Половая любовь связана с самим существом личности, с утерей человеком образа и подобия Божьего, с падением андрогина, в котором женственность была не чуждой ему стихией, внешне притягивающей, а внутренним началом в человеке, в нем пребывающей девой. И религиозный смысл любви половой, эротики, в том, что она является источником движения личности ввысь, творческого ее восхождения. Смысл любви не в статике устроения жизни, а в динамике движения жизни, творчестве жизни иной. Всякая победа статики над динамикой в любви есть омертвение, окостенение любви, превращение ее из творчества в послушание, в приспособление к условиям существования. В подлинной любви есть творческий прорыв в иной мир, преодоление необходимости. И не ведают что делают те, которые хотят превратить и любовь в послушание. Это ведь значит свободу превратить в необходимость, творчество в приспособление, гору превратить в равнину. Любовь – горная, а не равнинная, с ней нечего делать тем, которые устрояют приспособление к равнинной жизни. Любовь нельзя удержать на равнине, она мертвеет и превращается в иное. Любовь – не жилец на равнинной жизни. В любви нет ничего статического, ничего устраивающего. Любовь – полет, разрушающий всякое устроение.

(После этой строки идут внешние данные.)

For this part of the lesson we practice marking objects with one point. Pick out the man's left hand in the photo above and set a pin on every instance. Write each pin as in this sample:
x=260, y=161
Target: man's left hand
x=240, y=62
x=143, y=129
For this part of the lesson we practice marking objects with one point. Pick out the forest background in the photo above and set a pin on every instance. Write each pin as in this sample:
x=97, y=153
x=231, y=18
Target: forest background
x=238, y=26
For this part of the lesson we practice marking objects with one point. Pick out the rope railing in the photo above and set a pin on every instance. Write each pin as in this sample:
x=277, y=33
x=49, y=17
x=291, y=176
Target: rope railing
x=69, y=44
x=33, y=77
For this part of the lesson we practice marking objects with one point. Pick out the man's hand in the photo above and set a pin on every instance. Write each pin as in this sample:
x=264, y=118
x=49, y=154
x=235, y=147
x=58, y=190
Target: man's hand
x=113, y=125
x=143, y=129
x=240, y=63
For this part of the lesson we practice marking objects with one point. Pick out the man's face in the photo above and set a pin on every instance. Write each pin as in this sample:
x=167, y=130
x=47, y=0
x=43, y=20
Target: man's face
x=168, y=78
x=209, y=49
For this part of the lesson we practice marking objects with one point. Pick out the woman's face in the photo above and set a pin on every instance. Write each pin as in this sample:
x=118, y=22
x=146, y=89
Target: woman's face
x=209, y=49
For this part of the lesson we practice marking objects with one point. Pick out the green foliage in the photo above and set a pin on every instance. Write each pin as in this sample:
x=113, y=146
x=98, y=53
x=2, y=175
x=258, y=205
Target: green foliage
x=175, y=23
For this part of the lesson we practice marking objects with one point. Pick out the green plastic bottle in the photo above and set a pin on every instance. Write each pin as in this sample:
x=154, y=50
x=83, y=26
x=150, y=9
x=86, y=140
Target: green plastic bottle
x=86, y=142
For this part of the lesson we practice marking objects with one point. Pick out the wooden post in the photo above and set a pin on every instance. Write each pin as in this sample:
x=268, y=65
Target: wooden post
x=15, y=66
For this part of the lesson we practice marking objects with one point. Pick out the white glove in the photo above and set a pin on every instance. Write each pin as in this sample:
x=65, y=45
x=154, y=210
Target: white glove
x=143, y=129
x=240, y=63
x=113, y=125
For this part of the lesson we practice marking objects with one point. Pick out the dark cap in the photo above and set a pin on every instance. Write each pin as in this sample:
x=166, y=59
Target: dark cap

В любви-дружбе нет той жуткой отчужденности и жуткой притягательности объекта, какая есть в любви половой. В дружбе нет этой полярности, притягивающей противоположные стихии, и нет такого жуткого сочетания любви с враждой. Дружба не так связана с самими корнями личности, с самим целостным образом и подобием Божьим в человеке. Дружба наполняет жизнь личности положительным содержанием, но не затрагивает первооснов личности. Пол разлит по всему человеку; дружба лишь часть его, лишь душевная функция. Но в подлинной, глубокой дружбе есть элемент эротический – есть если не прямая, то косвенная связь с полом. Энергия пола, энергия жажды соединения может быть направлена и на дружбу, как и на любой творческий акт. И та лишь дружба полна высокого смысла, в которой есть напряжение половой энергии, этой энергии всякого соединения. Тайна пола есть тайна творческого недостатка, бедности, рождающей богатства. Дружба есть не цельная, а дробная любовь, она не вмещает окончательной тайны двух, но может к ней приближаться. В дружбе нет соединения двух в плоть единую (не только в смысле сексуального акта, но и в ином, более высоком смысле), есть лишь касание. Поэтому дружба является высокой ступенью в иерархии чувств соединяющих, но не самой высокой и не окончательной. Но и в любви-дружбе должно быть эротическое проникновение в неповторимую тайну лица любимого, вернее, отражение одного в другом и глубинное понимание.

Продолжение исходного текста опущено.